Its hard to describe what happened next but something broke loose and welled up within me something inhuman something beastly. I growl escaped my lips, more animal than human. I felt a set of fangs begins to extend in my mouth and claws grow from my fingertips. A new tendril of fear shot through me and I tried to hold back the change. What was happening to me? My fear was quickly replaced by an animalistic rage. This had been a totally unprovoked attack and those two had killed the ones I loved just for pleasure. Now they had to pay for what they had done.

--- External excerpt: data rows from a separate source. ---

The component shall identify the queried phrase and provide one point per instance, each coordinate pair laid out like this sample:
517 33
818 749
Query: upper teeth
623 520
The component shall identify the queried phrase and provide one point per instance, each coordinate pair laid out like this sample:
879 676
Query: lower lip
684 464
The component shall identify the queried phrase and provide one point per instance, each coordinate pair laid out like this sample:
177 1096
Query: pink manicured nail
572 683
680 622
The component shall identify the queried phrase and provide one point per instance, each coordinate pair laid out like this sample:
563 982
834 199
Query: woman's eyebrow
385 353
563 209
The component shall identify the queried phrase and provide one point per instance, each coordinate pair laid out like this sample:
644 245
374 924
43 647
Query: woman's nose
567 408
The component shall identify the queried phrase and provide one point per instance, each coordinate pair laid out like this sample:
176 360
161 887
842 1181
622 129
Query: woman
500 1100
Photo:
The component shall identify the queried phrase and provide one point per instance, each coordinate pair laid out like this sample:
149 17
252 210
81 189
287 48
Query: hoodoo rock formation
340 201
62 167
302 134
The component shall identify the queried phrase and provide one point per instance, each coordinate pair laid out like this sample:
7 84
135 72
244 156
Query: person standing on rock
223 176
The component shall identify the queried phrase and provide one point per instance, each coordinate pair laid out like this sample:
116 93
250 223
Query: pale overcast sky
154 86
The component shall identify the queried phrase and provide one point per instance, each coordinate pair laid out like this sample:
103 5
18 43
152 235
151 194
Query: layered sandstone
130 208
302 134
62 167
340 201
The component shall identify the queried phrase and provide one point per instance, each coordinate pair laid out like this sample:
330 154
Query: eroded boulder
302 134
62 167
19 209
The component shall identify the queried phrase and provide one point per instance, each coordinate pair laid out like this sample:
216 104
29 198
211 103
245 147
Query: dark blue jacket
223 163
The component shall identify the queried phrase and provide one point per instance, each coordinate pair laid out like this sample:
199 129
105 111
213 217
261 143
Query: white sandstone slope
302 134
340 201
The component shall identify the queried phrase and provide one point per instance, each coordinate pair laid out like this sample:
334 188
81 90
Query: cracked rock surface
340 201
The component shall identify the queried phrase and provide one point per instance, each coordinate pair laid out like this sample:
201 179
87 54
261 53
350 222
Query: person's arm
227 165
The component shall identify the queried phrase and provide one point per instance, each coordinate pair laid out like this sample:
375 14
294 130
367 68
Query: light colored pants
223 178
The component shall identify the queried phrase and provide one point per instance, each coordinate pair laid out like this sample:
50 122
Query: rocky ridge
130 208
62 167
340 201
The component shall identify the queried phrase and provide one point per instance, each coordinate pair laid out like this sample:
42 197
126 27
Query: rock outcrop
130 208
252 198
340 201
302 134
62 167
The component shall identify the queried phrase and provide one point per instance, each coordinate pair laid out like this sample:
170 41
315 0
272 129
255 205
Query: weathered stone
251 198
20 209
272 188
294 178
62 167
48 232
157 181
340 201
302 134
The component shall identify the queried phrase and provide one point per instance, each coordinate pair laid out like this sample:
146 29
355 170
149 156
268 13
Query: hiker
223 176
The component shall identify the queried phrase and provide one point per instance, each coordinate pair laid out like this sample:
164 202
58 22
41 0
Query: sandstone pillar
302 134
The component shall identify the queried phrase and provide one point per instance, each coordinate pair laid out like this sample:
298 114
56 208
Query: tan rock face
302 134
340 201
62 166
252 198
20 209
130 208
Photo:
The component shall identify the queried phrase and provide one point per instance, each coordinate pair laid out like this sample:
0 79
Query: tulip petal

Never had I felt an urge to kill but it was present now. My beast raged within me a wild thing waiting to be set loose. Now I no longer cared about restraining the animal inside of me. I let it flow through me, taking control. The transformation began instantly. I glowed with a strange red light and felt my body begin to shift forms. Like I said before I am not like other lycanthropes my shapeshifted form is crystalline and harder than diamond unless I will myself to change to the form like what a normal lycanthrope would. My skin hardened and formed crystal it was not painful but it was an eerie feeling when I began to take on a tiger-like shape. I grew in size now standing nearly seven feet tall over slightly bent legs. My mouth extended to accommodate the new set of teeth that had replaced the more discrete fangs I had earlier. My claws grew longer, to about ten inches in length, and were like razor sharp daggers but now they were retractable instead of fixed. I tried to voice a threat but it came out as a series of grows that if you listened closely might be able to translate into something understandable. The rest of my body finished up more minor changes so I was not longer fully capable of human speech. Tiger lips are not designed for speaking. The change was now complete and in place of the defenseless little girl now stood a black and red stripped weretyger. A predator just as or maybe more dangerous than vampires that stood before me.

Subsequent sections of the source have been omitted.